BERLIN (AP) — The eurozone failed to reduce its government debt in the third quarter of last year, as meager growth offset efforts by several of the bloc's 17 nations to improve their finances by cutting spending and raising taxes, according to official data released Wednesday.
The countries' total government debt relative to their annual economic output was barely changed at 90 percent of gross domestic product in the third quarter of 2012 compared with 89.9 percent for three months earlier, the EU's statistics office Eurostat reported.
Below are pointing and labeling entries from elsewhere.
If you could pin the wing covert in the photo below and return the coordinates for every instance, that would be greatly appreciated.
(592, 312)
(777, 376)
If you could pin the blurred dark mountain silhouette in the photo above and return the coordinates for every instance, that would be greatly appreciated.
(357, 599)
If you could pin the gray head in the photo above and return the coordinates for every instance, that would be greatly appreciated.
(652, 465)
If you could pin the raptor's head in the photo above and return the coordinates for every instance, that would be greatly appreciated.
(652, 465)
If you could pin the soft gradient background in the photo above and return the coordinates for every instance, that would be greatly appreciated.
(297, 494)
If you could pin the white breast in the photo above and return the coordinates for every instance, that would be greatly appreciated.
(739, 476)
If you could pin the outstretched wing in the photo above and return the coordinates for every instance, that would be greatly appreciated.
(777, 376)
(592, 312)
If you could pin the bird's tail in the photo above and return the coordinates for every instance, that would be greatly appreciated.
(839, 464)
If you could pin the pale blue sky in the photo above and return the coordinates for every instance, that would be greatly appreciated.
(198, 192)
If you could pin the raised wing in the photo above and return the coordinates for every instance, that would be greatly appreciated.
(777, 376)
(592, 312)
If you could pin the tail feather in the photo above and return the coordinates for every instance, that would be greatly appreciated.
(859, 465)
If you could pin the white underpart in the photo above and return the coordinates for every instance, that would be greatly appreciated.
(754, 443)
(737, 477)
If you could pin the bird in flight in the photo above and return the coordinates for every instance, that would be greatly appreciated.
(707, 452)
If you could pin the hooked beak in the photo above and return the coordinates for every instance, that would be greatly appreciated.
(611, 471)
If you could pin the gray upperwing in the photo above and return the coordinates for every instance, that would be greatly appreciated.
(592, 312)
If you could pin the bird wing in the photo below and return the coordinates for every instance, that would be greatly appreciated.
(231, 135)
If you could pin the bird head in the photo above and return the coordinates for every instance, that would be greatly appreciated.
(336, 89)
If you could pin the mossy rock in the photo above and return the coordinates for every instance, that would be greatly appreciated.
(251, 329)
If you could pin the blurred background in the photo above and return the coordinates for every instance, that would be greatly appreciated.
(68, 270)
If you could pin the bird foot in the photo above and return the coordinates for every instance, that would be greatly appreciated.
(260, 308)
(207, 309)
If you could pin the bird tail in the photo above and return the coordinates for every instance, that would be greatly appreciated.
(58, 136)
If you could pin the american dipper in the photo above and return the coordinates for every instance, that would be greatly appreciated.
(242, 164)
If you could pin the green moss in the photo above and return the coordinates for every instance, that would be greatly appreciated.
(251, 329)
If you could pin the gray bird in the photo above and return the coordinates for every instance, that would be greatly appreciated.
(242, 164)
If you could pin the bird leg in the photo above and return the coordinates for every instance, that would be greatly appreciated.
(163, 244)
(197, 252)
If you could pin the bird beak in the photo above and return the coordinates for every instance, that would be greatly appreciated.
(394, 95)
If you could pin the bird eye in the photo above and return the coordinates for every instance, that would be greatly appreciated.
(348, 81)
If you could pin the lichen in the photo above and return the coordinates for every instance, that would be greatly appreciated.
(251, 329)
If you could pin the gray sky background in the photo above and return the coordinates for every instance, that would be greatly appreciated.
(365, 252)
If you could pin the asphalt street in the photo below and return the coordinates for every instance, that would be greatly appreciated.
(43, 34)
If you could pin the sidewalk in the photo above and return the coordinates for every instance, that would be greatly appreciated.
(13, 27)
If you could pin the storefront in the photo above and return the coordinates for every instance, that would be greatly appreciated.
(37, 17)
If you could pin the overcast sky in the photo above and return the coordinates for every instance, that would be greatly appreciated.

It was up from 86.8 percent of GDP a year earlier.
"The cause behind the slight increase is no longer a growing debt pile, but a shrinking gross domestic product," said Ulrich Kater, an economist with Germany's DekaBank.
"It is positive news that the trend of increasing debt, which began with the financial crisis five years ago, has been stopped," he added.
But shrinking economies make it difficult for eurozone countries to get debt levels under control despite pushing through harsh spending cuts and reforms because shrinking output makes the value of a country's debt as a proportion of the size of its economy worse.
The International Monetary Fund, meanwhile, downgraded its growth forecast for the eurozone Wednesday from 0.1 percent to a minus 0.2 percent contraction, warning that the eurozone "continues to pose a large downside risk to the global outlook."
Given the bleak economic outlook, "one has to be prepared that the debt level in the eurozone will rise further," said analyst Christoph Weil of Germany's Commerzbank.
More than three years after Europe's debt crisis started in Greece, the eurozone only registers very meager growth, with seven member countries still in recession —Spain, Italy, Greece, Cyprus, Portugal, Slovenia, and Finland — according to Eurostat.
Government debt across the entire 27-nation EU totaled 85.1 percent at the end of September, compared with 85 percent in June, according to Eurostat. The European debt levels compare to about 110 percent in the United States, 88 percent in Canada, or 240 percent in Japan, according to IMF data.